Main outcomes and measures: The primary outcome measure was safety as determined by adverse events. Secondary outcome measures included change in peak expiratory flow from baseline through 180 days after surgery; change in the luminal area, measured by computed tomographic (CT) scan, from the 14th and the 180th day; and changes in quality-of-life scores.

Results: Of the 8 perimenopausal participants, 7 (median age, 50 years [IQR, 45.0-52.5 years]) completed the study. Compared with baseline at all time points, there was an increase in peak expiratory flow. The median difference in liters per minute was 125 (95% CI, 90-270) on day 7 after surgery; 150 (95% CI, 110-290) on day 14; 138 (95% CI, 116-280) on day 28; 160 (95% CI, 100-270) on day 42; 155 (95% CI, 110-270) on day 60; 140 (95% CI, 100-270) on day 90; and 100 (95% CI, 20-240) on day 180. A decrease in the CT luminal area was observed from the day-14 measure to the day-180 measure (median stenosis, 7.2%; IQR, 1.9%-15.4%).
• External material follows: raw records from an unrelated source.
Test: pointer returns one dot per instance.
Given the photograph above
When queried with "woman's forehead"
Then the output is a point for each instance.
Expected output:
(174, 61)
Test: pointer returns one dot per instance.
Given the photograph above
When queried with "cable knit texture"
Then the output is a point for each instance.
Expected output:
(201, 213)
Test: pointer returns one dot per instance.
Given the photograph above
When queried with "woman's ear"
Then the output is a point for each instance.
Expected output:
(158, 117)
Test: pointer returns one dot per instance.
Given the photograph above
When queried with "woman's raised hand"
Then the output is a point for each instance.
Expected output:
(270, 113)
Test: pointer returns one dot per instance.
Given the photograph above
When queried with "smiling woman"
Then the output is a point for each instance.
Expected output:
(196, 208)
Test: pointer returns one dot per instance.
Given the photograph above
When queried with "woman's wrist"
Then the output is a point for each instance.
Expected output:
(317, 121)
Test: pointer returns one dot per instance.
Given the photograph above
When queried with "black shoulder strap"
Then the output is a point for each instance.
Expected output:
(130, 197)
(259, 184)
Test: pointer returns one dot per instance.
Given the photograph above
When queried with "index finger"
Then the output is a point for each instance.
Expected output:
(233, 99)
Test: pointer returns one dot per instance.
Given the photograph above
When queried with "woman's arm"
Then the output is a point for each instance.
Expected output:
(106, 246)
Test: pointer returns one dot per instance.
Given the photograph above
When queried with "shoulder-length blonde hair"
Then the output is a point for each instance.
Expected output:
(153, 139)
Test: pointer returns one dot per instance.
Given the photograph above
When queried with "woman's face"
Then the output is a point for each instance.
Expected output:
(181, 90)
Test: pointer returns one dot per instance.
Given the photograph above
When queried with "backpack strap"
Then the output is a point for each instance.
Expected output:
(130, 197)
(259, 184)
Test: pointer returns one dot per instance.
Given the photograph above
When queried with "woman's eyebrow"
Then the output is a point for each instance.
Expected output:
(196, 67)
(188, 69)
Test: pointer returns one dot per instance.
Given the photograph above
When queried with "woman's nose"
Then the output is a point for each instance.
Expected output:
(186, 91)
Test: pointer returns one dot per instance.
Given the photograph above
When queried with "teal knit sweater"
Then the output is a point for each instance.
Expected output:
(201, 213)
During the trial, 1 participant (14.3%) each developed oral ulcers, a urinary tract infection, and a skin infection.

Conclusions and relevance: In this interventional nonrandomized clinical trial of iSGS, adjuvant everolimus was well-tolerated with minor adverse events. Participants sustained postdilation peak expiratory flow for 13 weeks. These results support proceeding to a phase 2 trial to study drug efficacy and a more detailed investigation of adverse effects.

Trial registration: ClinicalTrials.gov Identifier: NCT05153668.

Figure 1.. Change in Peak Expiratory Flow Values

A, Percentage change in peak expiratory flow relative to 14 days after surgery. The most notable decrease in peak expiratory flow occurs after 90 days. B, Absolute peak expiratory flow values appear stable until 90 days after surgery, after which peak expiratory flow begins to decline. Patient 2 withdrew from the study for personal reasons.

Figure 2.. Axial Computed Tomographic Scans Visualizing Progression of Subglottic Stenosis 14 and 180 Days After Surgery

A, The areas circumscribed (blue lines) by cricoid cartilage (outer circle) and the inner border of scar tissue (inner circle) were calculated. Respectively, participant 1 experienced an 18.8% decrease and participant 3, a 2.4% decrease in patent luminal area between day 14 and day 180 after surgery. B, Increase in percentage of stenosis assessed via computed tomographic (CT) quantification of patent luminal area and change in peak expiratory flow between day 14 and day 180 after surgery demonstrated a significant logarithmic relationship (predicted regression line).